Bias in Amazon Forecast
Updated: May 2, 2019
How biased is Amazon’s forecast?
As most people know, Amazon provides first party sales a weekly forecast of expected ordered and shipped units. Most Vendor Central users also know that Amazon’s forecast trends more than a little to the optimistic side. How bad is this bias? Does it actually effect you in any way? We took a quick look at the level of bias in the Amazon forecast and how that effects Amazon’s ordering behavior.
We saw a 15% inflation at 1 week out
In one case, for a specific customer in a specific industry (that I am not disclosing), we observed a greater than 15% error a week out when looking over the average error in the last 4 weeks. This was the average error for more than 100 products. The total bias was always that Amazon was going to sell more than they did. For example, if Amazon forecasts they will sell 5000 of your products next week, more than likely they will sell less than 4250. This specific case may not represent all of Amazon’s forecast but should give vendors and sellers pause. Does this match other peoples’ experiences with their Amazon forecast?
How do we think Amazon’s forecast works
Our understanding of Amazon’s forecast is that they use glance views as a forward-looking driver of interest in a given ASIN. They then convert product interest into sales by a conversion rate and have some discount for expected buy box win percentage. Our speculation is that there is a category-based model with seasonality that predicts glance views into the future. The exact model used is probably very different by category.

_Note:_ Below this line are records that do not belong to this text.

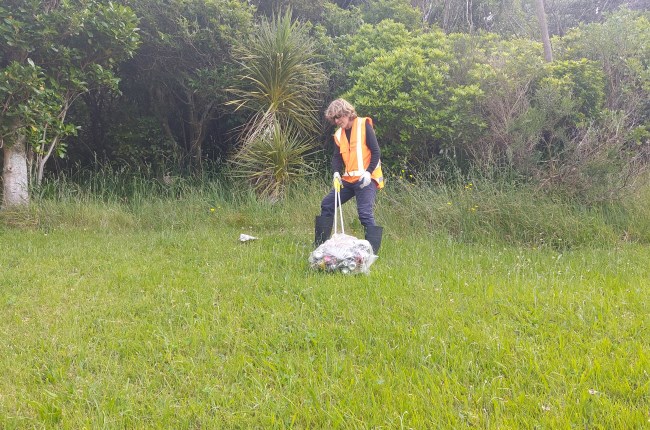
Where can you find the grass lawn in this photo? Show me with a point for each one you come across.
(182, 326)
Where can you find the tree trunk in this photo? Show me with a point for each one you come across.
(14, 173)
(543, 26)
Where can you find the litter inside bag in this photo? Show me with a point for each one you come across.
(343, 253)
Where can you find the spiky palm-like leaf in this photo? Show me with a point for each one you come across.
(279, 74)
(273, 158)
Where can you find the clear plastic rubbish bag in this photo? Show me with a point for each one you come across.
(343, 253)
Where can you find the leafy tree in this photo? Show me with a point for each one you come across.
(52, 52)
(280, 87)
(375, 11)
(405, 83)
(183, 67)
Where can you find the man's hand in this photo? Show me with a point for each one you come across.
(365, 179)
(336, 182)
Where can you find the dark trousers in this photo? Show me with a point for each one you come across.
(365, 201)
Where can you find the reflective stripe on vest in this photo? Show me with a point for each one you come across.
(360, 159)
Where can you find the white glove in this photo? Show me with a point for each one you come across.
(364, 181)
(336, 181)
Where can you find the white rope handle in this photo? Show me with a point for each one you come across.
(338, 208)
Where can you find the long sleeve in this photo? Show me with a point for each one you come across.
(337, 160)
(373, 146)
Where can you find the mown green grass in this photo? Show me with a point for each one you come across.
(153, 315)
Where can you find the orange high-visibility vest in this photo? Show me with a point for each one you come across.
(356, 154)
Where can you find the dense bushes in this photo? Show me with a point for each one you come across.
(450, 101)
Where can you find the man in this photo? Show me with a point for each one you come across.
(357, 168)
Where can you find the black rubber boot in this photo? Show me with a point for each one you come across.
(373, 235)
(323, 229)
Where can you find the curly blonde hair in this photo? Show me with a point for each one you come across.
(338, 108)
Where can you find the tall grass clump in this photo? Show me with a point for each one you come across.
(476, 208)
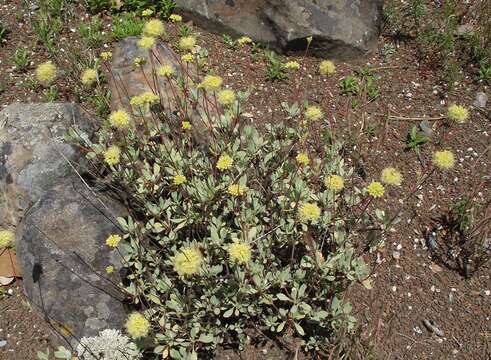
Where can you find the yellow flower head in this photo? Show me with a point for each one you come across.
(119, 119)
(376, 189)
(391, 176)
(327, 67)
(244, 40)
(89, 77)
(292, 65)
(137, 325)
(112, 155)
(187, 57)
(46, 73)
(313, 113)
(224, 162)
(179, 179)
(106, 55)
(175, 18)
(236, 190)
(458, 113)
(154, 28)
(335, 183)
(309, 212)
(444, 159)
(240, 252)
(6, 238)
(188, 261)
(187, 42)
(226, 97)
(147, 12)
(147, 97)
(146, 42)
(113, 240)
(138, 61)
(211, 83)
(166, 70)
(303, 159)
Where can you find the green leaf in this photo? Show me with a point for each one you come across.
(228, 313)
(282, 297)
(299, 329)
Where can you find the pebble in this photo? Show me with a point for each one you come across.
(481, 100)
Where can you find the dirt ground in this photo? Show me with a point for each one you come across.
(409, 287)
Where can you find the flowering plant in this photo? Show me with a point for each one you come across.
(246, 227)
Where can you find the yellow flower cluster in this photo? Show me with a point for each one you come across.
(145, 98)
(113, 240)
(6, 238)
(46, 73)
(458, 113)
(146, 42)
(179, 179)
(138, 61)
(327, 67)
(89, 76)
(166, 70)
(236, 190)
(240, 252)
(376, 189)
(391, 176)
(187, 43)
(188, 261)
(224, 162)
(292, 65)
(147, 12)
(444, 159)
(137, 325)
(154, 28)
(211, 83)
(112, 155)
(119, 119)
(187, 57)
(309, 212)
(175, 18)
(303, 159)
(226, 97)
(334, 182)
(244, 40)
(106, 55)
(313, 113)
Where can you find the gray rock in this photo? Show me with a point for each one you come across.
(481, 100)
(340, 28)
(61, 250)
(32, 150)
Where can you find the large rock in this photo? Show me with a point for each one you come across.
(61, 250)
(33, 155)
(340, 28)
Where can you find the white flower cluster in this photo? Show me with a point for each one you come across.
(109, 345)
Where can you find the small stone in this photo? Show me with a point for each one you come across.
(481, 100)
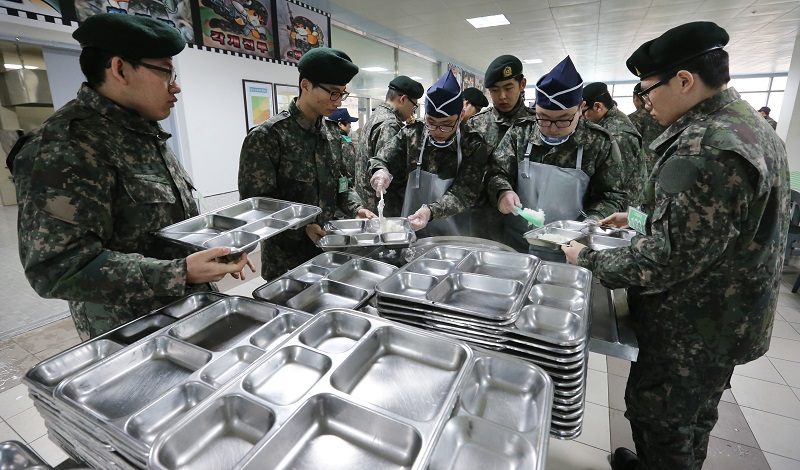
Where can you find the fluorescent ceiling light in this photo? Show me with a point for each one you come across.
(487, 21)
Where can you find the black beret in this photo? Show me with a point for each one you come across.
(676, 46)
(130, 36)
(476, 97)
(326, 65)
(407, 86)
(502, 68)
(593, 91)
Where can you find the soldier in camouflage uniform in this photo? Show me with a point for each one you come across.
(294, 157)
(648, 128)
(601, 109)
(704, 274)
(382, 126)
(506, 85)
(572, 163)
(98, 178)
(439, 148)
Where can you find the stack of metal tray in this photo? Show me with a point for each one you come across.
(239, 226)
(329, 280)
(105, 401)
(361, 233)
(594, 236)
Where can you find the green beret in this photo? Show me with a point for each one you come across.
(407, 86)
(476, 97)
(130, 36)
(593, 91)
(502, 68)
(326, 65)
(676, 46)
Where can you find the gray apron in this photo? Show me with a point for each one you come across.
(424, 187)
(559, 192)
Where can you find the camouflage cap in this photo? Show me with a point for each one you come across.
(502, 68)
(327, 65)
(407, 86)
(476, 97)
(679, 44)
(130, 36)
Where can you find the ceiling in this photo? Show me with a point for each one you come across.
(599, 35)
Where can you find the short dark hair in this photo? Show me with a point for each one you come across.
(712, 68)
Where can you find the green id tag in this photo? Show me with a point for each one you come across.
(637, 220)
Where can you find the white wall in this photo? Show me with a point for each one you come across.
(211, 115)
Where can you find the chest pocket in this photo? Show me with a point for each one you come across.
(149, 189)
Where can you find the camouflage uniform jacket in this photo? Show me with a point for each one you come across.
(630, 148)
(649, 129)
(93, 183)
(601, 162)
(703, 283)
(400, 158)
(380, 129)
(293, 159)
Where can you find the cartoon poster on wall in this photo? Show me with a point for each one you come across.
(177, 13)
(244, 26)
(300, 29)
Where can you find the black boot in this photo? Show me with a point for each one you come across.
(624, 459)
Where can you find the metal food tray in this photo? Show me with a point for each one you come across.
(329, 280)
(351, 233)
(346, 386)
(239, 226)
(479, 282)
(127, 398)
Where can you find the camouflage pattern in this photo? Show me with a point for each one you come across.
(381, 127)
(703, 283)
(291, 158)
(629, 142)
(601, 162)
(649, 129)
(400, 157)
(93, 183)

Other forecasting issues with Amazon
The most frequent complaints we have heard regarding Amazon’s forecast are that it doesn’t change when prices change and that it doesn’t properly account for products going Out of Stock (OOS). The changing price correction is a really hard problem to solve as you need to understand the price elasticity of the ASIN. The problem if you don’t account for it at all is when ASINs fall in price by 50% your previous forecast assumptions go out the window and you end up in an OOS situation. Similarly, if the price goes up by 50% the product doesn’t move, and Amazon doesn’t reorder from you. Not accounting for OOS in ASIN history is where Amazon’s forecasting predicts a dip in future sales based off a past time period where you had an extended OOS ASIN. I believe this is a more historic problem than a current one with Amazon, but that could be a correction in the category models I have been following as opposed to a general fix.

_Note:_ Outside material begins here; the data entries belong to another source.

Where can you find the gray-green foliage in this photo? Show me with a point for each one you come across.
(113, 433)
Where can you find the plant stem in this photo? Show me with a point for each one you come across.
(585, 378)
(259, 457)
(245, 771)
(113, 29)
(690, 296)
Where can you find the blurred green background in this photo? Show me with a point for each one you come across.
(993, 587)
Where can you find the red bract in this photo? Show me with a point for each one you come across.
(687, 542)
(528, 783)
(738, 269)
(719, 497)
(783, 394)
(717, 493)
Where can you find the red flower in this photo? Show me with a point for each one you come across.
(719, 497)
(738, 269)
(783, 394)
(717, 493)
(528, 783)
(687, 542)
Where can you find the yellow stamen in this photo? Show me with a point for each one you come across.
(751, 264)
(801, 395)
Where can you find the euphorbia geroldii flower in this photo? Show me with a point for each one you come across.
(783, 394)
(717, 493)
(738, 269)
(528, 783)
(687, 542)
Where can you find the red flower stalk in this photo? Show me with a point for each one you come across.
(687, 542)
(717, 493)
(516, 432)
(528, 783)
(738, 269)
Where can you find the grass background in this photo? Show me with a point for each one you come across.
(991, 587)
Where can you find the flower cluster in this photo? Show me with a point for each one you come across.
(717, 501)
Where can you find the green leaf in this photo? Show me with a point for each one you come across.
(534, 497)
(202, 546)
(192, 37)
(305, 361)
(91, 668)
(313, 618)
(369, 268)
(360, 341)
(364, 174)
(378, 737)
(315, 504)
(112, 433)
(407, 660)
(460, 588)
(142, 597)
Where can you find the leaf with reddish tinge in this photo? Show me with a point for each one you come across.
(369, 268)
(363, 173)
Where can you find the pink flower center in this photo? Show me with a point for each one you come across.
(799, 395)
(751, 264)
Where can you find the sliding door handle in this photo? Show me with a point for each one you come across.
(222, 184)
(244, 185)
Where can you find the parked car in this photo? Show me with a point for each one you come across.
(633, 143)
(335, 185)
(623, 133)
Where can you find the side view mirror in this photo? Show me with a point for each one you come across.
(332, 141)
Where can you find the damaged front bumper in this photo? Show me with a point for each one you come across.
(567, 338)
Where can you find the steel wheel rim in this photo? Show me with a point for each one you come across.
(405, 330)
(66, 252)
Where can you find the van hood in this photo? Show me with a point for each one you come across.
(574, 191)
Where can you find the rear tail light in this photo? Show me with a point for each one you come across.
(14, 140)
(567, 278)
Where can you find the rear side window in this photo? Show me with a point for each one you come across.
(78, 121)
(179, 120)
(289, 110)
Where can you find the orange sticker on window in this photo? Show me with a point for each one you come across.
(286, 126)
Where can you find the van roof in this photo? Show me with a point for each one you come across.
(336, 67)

What this means for Vendors
Ultimately, the sell-out forecast drives the orders Amazon makes with vendors. If they can’t forecast (or communicate the forecast) properly this causes bullwhip effect problems in the supply chain. Biasing a forecast causes the vendors pain in that Amazon frequently over orders and then waits too long to order again, resulting in a cycle of in stock and out of stock products. Not accounting for price and OOS problems further exacerbates the issue by not reacting ideally to changes. There is not much vendors can do about Amazon over ordering, however they can keep their own sell-out forecasts and better predict when and how much resupply Amazon will need to minimize OOS which leads to more sales and profit.